Pool chemistry 101
The handful of numbers that keep your water safe and clear, in plain English.
- pH
- How acidic or basic the water is, on a 0–14 scale. Pools target 7.4–7.6. Off-balance pH stings eyes, corrodes equipment, and makes chlorine work poorly.
- Total alkalinity (TA)
- A measure of the water’s buffering capacity — pH’s “shock absorber.” Target ~60–120 ppm. Too low and pH bounces; too high and pH drifts up and water clouds.
- Free chlorine (FC)
- The active sanitizer available to kill germs and algae. Your target rises with CYA (about 7.5% of CYA).
- Combined chlorine (CC)
- Used-up chlorine bound to contaminants — the irritating, “chlorine smell” kind. Above 0.5 ppm means it’s time to shock.
- Cyanuric acid (CYA)
- Stabilizer or conditioner — “sunscreen” for chlorine. It protects chlorine from sunlight, but too much weakens sanitizing power. Target 30–50 ppm (60–80 for saltwater).
- Calcium hardness (CH)
- Dissolved calcium. Too low etches plaster and corrodes metal; too high scales surfaces and clouds water. Plaster pools target 250–450 ppm.
- Salt
- Sodium chloride that feeds a salt chlorine generator (SWG). Typical target ~3,200 ppm; check your cell’s manual.

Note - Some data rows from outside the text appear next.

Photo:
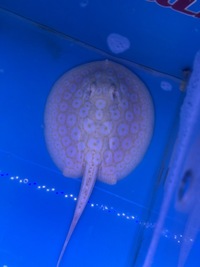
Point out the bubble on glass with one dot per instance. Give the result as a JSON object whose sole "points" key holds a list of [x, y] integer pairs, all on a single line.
{"points": [[166, 86], [84, 3], [117, 43]]}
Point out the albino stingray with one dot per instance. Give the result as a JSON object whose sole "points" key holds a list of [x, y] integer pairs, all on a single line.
{"points": [[99, 120]]}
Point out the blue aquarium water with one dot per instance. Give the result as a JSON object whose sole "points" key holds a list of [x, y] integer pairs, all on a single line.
{"points": [[36, 201]]}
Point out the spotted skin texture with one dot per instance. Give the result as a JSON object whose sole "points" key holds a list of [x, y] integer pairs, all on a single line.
{"points": [[99, 121]]}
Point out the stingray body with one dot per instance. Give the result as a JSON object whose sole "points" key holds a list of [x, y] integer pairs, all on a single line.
{"points": [[98, 124]]}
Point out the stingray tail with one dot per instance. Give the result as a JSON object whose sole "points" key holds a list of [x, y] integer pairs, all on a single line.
{"points": [[87, 186]]}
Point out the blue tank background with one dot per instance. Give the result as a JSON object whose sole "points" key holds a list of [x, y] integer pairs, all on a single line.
{"points": [[35, 214]]}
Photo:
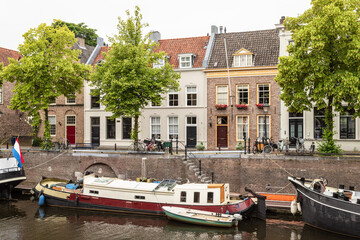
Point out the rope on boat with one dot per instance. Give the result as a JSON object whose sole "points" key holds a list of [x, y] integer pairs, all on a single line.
{"points": [[46, 161]]}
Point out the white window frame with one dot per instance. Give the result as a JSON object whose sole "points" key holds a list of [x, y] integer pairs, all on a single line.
{"points": [[52, 123], [173, 124], [191, 92], [185, 60]]}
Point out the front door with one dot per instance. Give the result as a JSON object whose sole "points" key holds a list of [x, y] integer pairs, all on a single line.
{"points": [[70, 134], [95, 131], [222, 132], [295, 130], [191, 136]]}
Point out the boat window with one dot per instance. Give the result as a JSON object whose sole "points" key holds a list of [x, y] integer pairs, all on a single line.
{"points": [[196, 197], [183, 197], [210, 197]]}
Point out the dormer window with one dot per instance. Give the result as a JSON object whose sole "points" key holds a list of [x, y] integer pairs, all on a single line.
{"points": [[160, 63], [243, 58], [186, 60]]}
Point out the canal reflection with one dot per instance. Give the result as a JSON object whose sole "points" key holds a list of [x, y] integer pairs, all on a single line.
{"points": [[23, 219]]}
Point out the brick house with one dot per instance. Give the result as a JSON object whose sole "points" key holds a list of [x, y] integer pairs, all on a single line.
{"points": [[181, 115], [241, 70], [66, 115], [12, 122]]}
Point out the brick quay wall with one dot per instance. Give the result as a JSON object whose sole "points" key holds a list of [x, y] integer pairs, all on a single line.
{"points": [[261, 173]]}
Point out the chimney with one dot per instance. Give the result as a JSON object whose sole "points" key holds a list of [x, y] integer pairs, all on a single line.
{"points": [[155, 36], [214, 29], [282, 20], [81, 42]]}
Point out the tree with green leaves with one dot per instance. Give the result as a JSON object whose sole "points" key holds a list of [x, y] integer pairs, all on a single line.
{"points": [[80, 30], [323, 66], [47, 69], [127, 81]]}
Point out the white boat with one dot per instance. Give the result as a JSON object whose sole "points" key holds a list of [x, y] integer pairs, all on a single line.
{"points": [[10, 176], [113, 194], [199, 217]]}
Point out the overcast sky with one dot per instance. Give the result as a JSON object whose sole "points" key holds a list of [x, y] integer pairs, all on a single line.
{"points": [[173, 19]]}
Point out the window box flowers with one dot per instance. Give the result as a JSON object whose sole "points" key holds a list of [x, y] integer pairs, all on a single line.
{"points": [[220, 106], [241, 106]]}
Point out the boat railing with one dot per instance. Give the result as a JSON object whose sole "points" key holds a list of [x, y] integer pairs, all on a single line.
{"points": [[12, 169]]}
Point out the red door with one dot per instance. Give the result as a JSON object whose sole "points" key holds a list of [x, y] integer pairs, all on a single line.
{"points": [[70, 134], [221, 136]]}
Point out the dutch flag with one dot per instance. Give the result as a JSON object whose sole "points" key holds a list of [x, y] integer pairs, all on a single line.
{"points": [[17, 153]]}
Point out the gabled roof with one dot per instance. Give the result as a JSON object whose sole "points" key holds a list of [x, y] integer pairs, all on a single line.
{"points": [[264, 44], [6, 53], [193, 45]]}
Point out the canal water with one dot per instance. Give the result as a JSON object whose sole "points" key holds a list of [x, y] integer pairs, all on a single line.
{"points": [[23, 219]]}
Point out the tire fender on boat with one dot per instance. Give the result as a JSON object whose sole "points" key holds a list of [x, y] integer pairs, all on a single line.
{"points": [[293, 207], [42, 200]]}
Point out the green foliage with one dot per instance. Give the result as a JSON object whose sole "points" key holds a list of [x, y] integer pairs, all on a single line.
{"points": [[323, 66], [80, 30], [239, 146], [48, 69], [127, 82], [200, 146]]}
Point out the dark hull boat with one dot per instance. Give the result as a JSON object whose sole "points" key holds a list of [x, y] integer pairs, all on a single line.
{"points": [[10, 176], [331, 209], [112, 194]]}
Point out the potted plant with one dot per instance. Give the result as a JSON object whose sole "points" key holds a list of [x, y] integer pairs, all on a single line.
{"points": [[220, 106], [241, 106]]}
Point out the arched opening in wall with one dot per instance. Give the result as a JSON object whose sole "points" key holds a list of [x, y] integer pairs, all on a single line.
{"points": [[101, 170]]}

- LSI (Langelier Saturation Index)
- A single number combining pH, temperature, calcium, and alkalinity that tells you whether water is balanced, scale-forming, or corrosive. Aim for roughly −0.3 to +0.3.
- Shock
- Raising free chlorine high (about 40% of CYA) to kill algae and burn off contaminants, then holding it there until the water clears.
- ppm
- Parts per million — the unit for most pool readings (1 ppm ≈ 1 milligram per liter).